For all his traditional academic rearing, Scott Sandage readily concedes that the revival of narrative has brought a new vitality to the discipline of history. “It was long considered unintellectual to tell stories,” explained Sandage, an associate professor of History at Carnegie Mellon University in Pittsburgh. “But today, with the rise in history writers like David McCullough, it’s become a way to compete with them for people’s attention.”

Sandage, who presented the 17th Annual Levine Lecture at Rider University on October 16, arrived with a new twist on a story that had been often told on the old American frontier, but was unfamiliar to the capacity audience in the Sweigart Auditorium. In doing so, Sandage not only shone a new light on the social conceptions of race, but framed it in a surprisingly personal context.

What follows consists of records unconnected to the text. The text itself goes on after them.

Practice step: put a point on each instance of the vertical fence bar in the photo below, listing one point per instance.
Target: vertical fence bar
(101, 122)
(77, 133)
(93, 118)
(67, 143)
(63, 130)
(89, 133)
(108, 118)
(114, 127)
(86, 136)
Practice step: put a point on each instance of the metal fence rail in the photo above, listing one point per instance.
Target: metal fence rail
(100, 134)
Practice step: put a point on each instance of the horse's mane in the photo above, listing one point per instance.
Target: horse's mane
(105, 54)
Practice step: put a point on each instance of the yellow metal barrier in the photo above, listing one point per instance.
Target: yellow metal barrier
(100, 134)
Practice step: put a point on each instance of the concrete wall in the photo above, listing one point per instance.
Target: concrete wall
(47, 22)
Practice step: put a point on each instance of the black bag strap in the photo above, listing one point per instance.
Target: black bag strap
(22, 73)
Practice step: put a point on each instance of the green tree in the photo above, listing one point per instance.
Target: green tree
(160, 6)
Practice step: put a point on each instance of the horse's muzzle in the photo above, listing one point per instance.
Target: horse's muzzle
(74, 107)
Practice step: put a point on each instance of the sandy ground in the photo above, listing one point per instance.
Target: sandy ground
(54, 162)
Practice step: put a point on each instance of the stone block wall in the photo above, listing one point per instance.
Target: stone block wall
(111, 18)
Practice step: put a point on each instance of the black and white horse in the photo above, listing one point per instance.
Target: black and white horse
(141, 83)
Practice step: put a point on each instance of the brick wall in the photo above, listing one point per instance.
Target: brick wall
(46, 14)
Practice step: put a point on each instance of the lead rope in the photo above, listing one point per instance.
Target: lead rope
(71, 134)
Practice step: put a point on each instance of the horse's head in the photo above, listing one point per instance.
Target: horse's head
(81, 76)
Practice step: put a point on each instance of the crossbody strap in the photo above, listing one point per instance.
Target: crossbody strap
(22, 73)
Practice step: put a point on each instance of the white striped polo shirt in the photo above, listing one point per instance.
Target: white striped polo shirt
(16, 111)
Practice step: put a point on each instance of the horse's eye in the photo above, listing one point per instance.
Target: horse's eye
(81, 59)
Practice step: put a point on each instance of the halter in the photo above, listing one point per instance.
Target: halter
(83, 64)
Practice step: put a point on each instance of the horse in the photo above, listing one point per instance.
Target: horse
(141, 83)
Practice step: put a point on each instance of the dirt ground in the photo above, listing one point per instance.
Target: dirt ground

A noted author and cultural historian, Sandage specializes in the 19th century United States and in the changing aspects of American identity. He spoke in support of his current book project, Half-Breed Creek: A Tall Tale of Race on the Frontier, which focuses on a little-known, mixed-race Native American reservation in southeast Nebraska and investigates how family folklore has shaped racial identity in the United States.

“This is a story of what race is and how Americans have determined what race a person belongs to based on what stories can be told about them,” Sandage began. He set the scene of the so-called Half-Breed Creek, a reservation established by the United States government in 1856 as a place for those who claimed partial, but not full, Native American lineage. “The thinking was that the smart, educated half of the half-breed would organize the Indians into making trouble” in the already tenuous location, situated in the only spot in the United States where slave, free and Indian territories met at the same time, he explained.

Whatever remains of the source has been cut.